# coding: utf-8
"""
IterableWrapper is a convenient wrapper around all iterables.
It works withs strings, lists, tuples, dicts, sets, file-like objects,
anything declaring __len__ + __getitem__ or __next__, etc. Basically
whatever you can apply a for loop to. And it will behave the same way
regarding iteration.
It does not assume a size, it does not even assumes the iterable is
finite.
When possible IterableWrapper tries to not hold data in memory, but some
operations require it, so when in doubt, check the methods doc.
However, remember that reading some iterables, such as generators,
will consume them! Make sure this is what you want.
In any case, IterableWrapper improves a lot over the API of regular
iterable, providing better chaining, adding shorcuts to itertools,
allowing slicing and more.
.. WARNING::
g() turns anything into a one-time chain of lazy generators. If you
want to keep the underlying behavior of your iterable, g() is not the
best choice. You can checkout l(), t(), s(), etc. for wrappers that
match g() API but keep the behavior of the matchined data structure.
However, g() has the advantage of working with ANY iterable, no matter
the type or the size. Most of its methods are lazy and return a new
instance of g().
The other wrappers are specialized and try to mimic the behavior of
one particular type: l() for lists, t() for tuples, s() for strings...
Example:
Import::
>>> from ww import g
You always have the more explicit import at your disposal::
>>> from ww.wrappers.iterables import IterableWrapper
`g` is just an alias of IterableWrapper, but it's what most people
will want to use most of the time. Hence it's what we will use in the
examples.
`i` could have been a better alias for "iterable", but `i` is used
all the time in Python as a variable name so it would systematically
end up shadowed.`g` mnemonic is "generator".
Basic usages::
>>> from ww import g
>>> gen = g(x * x for x in range(5))
>>> gen
<IterableWrapper generator>
>>> type(gen)
<class 'ww.wrappers.iterables.IterableWrapper'>
>>> for x in gen: # you can iterate on g as expected
... print(x)
...
0
1
4
9
16
Shortcuts and chaining::
>>> g("azerty").enumerate().sorted().list()

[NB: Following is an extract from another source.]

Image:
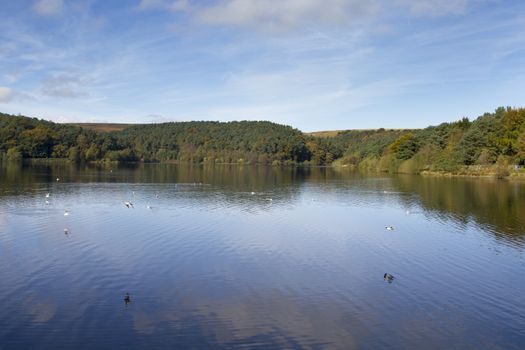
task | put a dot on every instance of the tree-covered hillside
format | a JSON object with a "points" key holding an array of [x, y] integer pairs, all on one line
{"points": [[234, 142], [494, 139]]}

[(0, 'a'), (1, 'z'), (2, 'e'), (3, 'r'), (4, 't'), (5, 'y')]
>>> g(range(3)).join(',') # natural join, with autocast to string
u'0,1,2'
Itertools at your fingertips::
>>> gen = g(x * x for x in range(10))
>>> gen.groupby(lambda x: x % 2).list() # autosort & cast groups
[(0, (0, 4, 16, 36, 64)), (1, (1, 9, 25, 49, 81))]

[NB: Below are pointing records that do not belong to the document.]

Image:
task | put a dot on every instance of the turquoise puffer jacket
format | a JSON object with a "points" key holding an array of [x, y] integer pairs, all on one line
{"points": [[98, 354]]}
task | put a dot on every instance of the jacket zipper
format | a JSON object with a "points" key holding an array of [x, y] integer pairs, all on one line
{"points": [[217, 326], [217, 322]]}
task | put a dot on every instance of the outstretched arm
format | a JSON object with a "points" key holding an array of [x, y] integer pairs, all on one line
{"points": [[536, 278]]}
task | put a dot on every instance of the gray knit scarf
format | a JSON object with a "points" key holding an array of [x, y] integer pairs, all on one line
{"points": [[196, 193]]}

>>> a, b = g(range(3)).tee(2)
>>> a.list()
[0, 1, 2]
>>> b.list()
[0, 1, 2]
>>> gen = g(range(2)).cycle()
>>> next(gen)
0
>>> next(gen)
1
>>> next(gen)
0
>>> next(gen)
1
.. WARNING::
You can use indexing on g() like you would on list()
Operators to the rescue:
>>> gen = g(range(3)) + "abc"
>>> gen.list()
[0, 1, 2, 'a', 'b', 'c']
>>> gen = g(range(5)) - [0, 3]
>>> gen.list()
[1, 2, 4]
>>> gen = g(range(3)) * 3
>>> gen.list()
[0, 1, 2, 0, 1, 2, 0, 1, 2]
Index all the things!!!
::
>>> gen = g(x * x for x in range(10))
>>> gen[3:8].list() # slicing uses itertools.islice
[9, 16, 25, 36, 49]
>>> gen = g(x * x for x in range(10))
>>> gen[3]
9
>>> # slicing with a callable will start/stop when first True
>>> g('aeRty')[lambda x: x.isupper():].list()
['R', 't', 'y']
Moar features::
>>> a, b, c = g(range(1)).firsts(3, default="foo")
>>> a
0
>>> b
'foo'
>>> c
'foo'
>>> g(range(10)).chunks(3).list()
[(0, 1, 2), (3, 4, 5), (6, 7, 8), (9,)]
>>> # preserve order, works on unsized containers, has a key func
>>> g("azertyazertyazerty").skip_duplicates().list()

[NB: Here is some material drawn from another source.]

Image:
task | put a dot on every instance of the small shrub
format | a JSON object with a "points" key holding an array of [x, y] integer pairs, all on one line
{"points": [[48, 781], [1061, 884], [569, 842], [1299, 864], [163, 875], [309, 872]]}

['a', 'z', 'e', 'r', 't', 'y']
There is much, much more...
Plus, most feature from this module are actually just delegating the work
to the ww.tools.iterable module. It contains stand alone functions for
most operations you can apply directly on regular collections.
You may want to use it directly if you wish to not wrap your collections
in g().
You'll find bellow the detailed documentation for each method of
IterableWrapper. Go have a look, there is some great stuff here!
"""
# TODO stuff returning a strings in g() would be an s() object
# TODO: add features from
# TODO: support numpy slicing style
# TODO: support numpy filtering style
# TODO: get(item, default) that does try g[item] except IndexError: default
# https://docs.python.org/3/library/itertools.html#itertools-recipes
# WARNING: do not import unicode_literals, as it makes docstrings containing
# strings fail on python2
from __future__ import (absolute_import, division, print_function)
import itertools
from collections import Iterable as IterableAbc, Iterator
from ww.types import Any, Union, Callable, Iterable, T, T2 # noqa
from ww.utils import renamed_argument
import builtins
import ww # absolute import to avoid some circular references
from ww.tools.iterables import (at_index, iterslice, first_true,
skip_duplicates, chunks, window, firsts, lasts)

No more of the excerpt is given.